Commercial revenue from Microsoft's Business Solutions, which includes Microsoft's Dynamics unit, a rival to Salesforce [NYSE:CRM] customer relationship management service (CRM) and enterprise resource planning (ERP), increased slightly to $13.5 billion. Commercial cloud revenue grew 88% driven by Office 365, Azure and Dynamics CRM Online and is now on an annualized revenue run rate of over $8 billion. 

The company said that server products and services revenue and Dynamics revenue grew 4% and 6%, respectively. Office Commercial products and services revenue and Windows volume licensing revenue, on the other hand, declined 4% and 8%, respectively. Microsoft didn’t disclose the actual revenue figures to its investors, so no one can tell whether these revenues were good or bad.

Microsoft highlighted its high-growth businesses, including the Surface tablet with a new Surface Pro 4 set to launch in early October. In November, Apple [NASDAQ:AAPL]will start shipping a new iPad Pro with shipments to be between 2.5-3 million units in the fourth quarter of 2015, according to Digitimes Research. We expect that Microsoft will lose some of that revenue due to competition from the iPad Pro.

The prospect of a Xbox One console price war with Sony PlayStation is looming as Sony Corp. [NYSE-ADR:SNE] announced this week that it is cutting the price of its PlayStation 4 in Japan, starting October 1 by about 13 percent. The Xbox One is now priced at $349, while the PS4 sells for $399. According to Statista, Sony sold 13.92 million units of PlayStation 4 in 2014, while Microsoft shipped 7.83 million units of Xbox One.

While the cloud business is becoming Microsoft’s fastest growing segment with an annualized revenue approaching $8 billion, Microsoft has not disclosed profit information as the Azure platform is facing fierce competitors, such as from Google [NASDAQ:GOOGL]. Google announced in May that it slashed more prices on its cloud platform by 30%, putting new pressure on rival AWS and Microsoft.
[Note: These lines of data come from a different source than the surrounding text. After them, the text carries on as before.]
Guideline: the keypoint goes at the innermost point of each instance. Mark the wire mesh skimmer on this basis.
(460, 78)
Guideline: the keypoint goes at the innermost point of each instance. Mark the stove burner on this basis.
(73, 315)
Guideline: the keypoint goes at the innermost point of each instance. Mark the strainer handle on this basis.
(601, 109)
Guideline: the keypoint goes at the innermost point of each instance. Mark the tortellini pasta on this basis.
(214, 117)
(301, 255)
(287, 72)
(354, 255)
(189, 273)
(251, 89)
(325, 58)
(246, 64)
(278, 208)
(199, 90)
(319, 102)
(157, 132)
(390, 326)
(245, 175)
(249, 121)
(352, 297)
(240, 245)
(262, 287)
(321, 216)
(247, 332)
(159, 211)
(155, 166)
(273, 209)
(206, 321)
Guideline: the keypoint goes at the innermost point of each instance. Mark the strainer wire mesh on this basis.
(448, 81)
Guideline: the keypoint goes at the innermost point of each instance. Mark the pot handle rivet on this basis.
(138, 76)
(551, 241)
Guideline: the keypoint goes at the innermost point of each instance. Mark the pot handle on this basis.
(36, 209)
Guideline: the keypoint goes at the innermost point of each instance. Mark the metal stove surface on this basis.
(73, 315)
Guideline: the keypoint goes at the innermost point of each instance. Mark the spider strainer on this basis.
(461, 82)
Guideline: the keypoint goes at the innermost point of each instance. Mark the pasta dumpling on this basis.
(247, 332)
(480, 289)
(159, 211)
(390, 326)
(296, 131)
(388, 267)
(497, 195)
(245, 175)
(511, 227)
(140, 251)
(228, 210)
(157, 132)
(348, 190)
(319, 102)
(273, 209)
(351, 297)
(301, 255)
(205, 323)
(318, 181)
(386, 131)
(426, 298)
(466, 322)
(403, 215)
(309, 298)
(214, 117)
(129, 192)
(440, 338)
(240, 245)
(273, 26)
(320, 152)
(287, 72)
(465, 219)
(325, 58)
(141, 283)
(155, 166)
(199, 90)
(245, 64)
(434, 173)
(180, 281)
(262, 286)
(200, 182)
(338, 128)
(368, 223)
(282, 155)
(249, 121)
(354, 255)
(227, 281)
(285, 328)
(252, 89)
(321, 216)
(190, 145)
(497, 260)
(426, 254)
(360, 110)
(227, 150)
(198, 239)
In response, Microsoft is offering $10,000 a month of Azure credits for one year, which began on July 1, for start-up companies that qualify for its Microsoft BizSpark Plus program. 

Despite the price war, Microsoft could continue experiencing huge growth opportunities as Office 365 has now overtaken Google Apps as the number one cloud-based office productivity software, according to cloud security firm Bitglass.

From our technical viewpoint, MSFT has been trading in a symmetrical chart pattern, a trading band between $48.74 and $39.60 a share, since mid-2014 as investors can’t decide whether Nadella can return Microsoft to growth. According to the Financial Times, the consensus forecast amongst 34 polled investment analysts covering Microsoft gave the company an Outperform rating with a price target of $52 a share. 

According to Goldman Sachs analyst Heather Bellini, Microsoft is facing currency headwinds and weakness in commercial licensing over the next three fiscal years. Microsoft's commercial licensing segment, which sells software and services like Office, Office 365, Exchange, and SQL Server to large corporations, and makes up more than a third of Microsoft's overall revenue, continued to see a downward trend in the fiscal fourth quarter. 

Disclosure: Portfolio holds long position in AAPL. No position in MSFT or any other companies mentioned.